Diageo, the world's biggest alcoholic drinks group, said sales growth improved in Europe and Asia-Pacific, but held its annual operating profit growth target at 8% due to higher marketing costs.
The British maker of Smirnoff vodka, Johnnie Walker whisky and Guinness beer said on Thursday the uptick in sales growth in early 2007 would see the group's underlying sales for its full year to end-June rise higher than the 6% increase in the first half.
Analysts said there would be little need to change forecasts, since the company made no change in its profit outlook in the trading statement near its financial year end of June 30.
Its shares were down 1.3% in a slightly firmer London market.
"While Diageo's total organic net sales growth in the full year is expected to be higher than in the first half, operating profit growth will be in line with the first half performance of 8%," Chief Executive Paul Walsh said in the statement.

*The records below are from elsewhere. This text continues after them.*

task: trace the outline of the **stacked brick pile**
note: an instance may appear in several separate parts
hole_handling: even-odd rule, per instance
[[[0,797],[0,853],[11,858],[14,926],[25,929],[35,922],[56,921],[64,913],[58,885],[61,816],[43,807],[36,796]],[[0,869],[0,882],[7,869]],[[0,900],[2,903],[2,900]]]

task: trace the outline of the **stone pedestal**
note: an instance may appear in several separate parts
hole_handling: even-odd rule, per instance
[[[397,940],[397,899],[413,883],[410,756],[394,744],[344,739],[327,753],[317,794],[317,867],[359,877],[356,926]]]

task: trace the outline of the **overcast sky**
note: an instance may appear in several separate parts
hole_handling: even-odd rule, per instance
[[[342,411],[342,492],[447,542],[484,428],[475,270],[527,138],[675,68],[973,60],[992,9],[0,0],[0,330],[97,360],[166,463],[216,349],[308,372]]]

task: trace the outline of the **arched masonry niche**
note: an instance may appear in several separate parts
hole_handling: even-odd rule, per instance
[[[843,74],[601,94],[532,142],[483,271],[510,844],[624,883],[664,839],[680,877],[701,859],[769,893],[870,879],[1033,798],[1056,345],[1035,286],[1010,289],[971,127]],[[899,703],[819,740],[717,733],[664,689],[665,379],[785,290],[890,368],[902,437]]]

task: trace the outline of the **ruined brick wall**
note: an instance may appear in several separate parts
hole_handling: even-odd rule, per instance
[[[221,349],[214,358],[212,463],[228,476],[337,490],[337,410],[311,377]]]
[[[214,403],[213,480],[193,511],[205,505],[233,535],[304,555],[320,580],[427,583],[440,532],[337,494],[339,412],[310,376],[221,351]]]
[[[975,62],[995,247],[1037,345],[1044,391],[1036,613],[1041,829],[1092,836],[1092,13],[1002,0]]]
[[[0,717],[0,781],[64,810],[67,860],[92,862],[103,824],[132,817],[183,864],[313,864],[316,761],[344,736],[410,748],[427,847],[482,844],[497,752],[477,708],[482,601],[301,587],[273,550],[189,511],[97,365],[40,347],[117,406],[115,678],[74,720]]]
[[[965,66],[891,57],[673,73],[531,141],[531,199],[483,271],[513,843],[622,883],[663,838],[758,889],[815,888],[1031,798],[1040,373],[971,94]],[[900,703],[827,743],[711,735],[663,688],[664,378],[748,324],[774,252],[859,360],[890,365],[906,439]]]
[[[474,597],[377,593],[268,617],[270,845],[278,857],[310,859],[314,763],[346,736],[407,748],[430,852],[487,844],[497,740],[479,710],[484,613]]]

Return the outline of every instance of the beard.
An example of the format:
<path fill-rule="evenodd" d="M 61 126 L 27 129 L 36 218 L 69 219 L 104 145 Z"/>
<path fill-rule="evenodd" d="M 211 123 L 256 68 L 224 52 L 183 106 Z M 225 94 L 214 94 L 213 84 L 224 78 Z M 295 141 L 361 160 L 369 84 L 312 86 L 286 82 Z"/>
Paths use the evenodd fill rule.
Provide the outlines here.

The group said it expects exchange rates, mainly the weaker dollar, will trim 90 million pounds off operating profits in the current year, and slice 40 million pounds off operating profits in its next year to end-June 2008.
Cazenove said the statement was in line with expectations with no change to guidance on profits growth and exchange rate effects, but the group had seen an encouraging increase in its top-line sales growth.
The broker left its earnings per share forecasts unchanged at 55.7p for the year to June 2007 and at 61.4p for the year to June 2008.
The group, which also makes Captain Morgan rum, Baileys liqueur and Jose Cuervo tequila, said it continue to outperform its markets in North America, and saw more than 10% sales growth in Asia-Pacific and in its International region -- covering Latin America, Africa and the Middle East.
Diageo also reiterated that it has returned 1.4 billion pounds ($2.79 billion) to shareholders via a share buyback program in the year to end-June 2007.
It expects to publish its full-year results on Aug. 30.